He also said gardaí were concerned that they see an initial call on open source media, then these groups go to covert source of communicating.

"That tells us there's a problem here," he said, "we should be concerned".

Drew Harris also described the small protest outside the Central Criminal Court last week during which Caroline Donohoe, the wife of the late Detective Garda Adrian Donohoe, was shouted at as "disgraceful behaviour".

However, he said disgraceful behaviour does not breach public order legislation and the circumstances gardaí found themselves in meant they were constrained by what the law allow them to do at that point.

Dr Natasha Dromey, specialist in international terrorism at UCC, has said the far-right movements seen across the world have led to a normalising of view and the associated behaviour here. 

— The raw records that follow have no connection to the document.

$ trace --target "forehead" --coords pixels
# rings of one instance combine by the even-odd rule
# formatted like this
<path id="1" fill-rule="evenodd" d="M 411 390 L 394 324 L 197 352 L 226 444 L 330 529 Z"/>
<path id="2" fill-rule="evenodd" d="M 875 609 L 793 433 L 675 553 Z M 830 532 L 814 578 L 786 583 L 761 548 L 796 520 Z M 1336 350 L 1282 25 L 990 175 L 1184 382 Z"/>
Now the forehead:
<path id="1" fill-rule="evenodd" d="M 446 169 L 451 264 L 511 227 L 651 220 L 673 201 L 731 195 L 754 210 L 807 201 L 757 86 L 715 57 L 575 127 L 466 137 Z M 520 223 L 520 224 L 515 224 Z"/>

Dr Dromey was speaking on RTÉ's Drivetime after the Garda Commissioner insisted Gardaí were not "heavy handed" in policing anti-lockdown protests in Dublin yesterday.  

Eleven people were arrested during clashes, and nine have since been charged. 

Dr Dromey said it is now become "acceptable" to have extreme viewpoints and to subsequently share them on social media. 

She said: "They are masters at preying on fear." 

She said the gardaí and the government will face a challenge as they try to deal with large gatherings without being seen that they are "suppressing the voice of the people."

She added: "This will provide these groups with more firepower."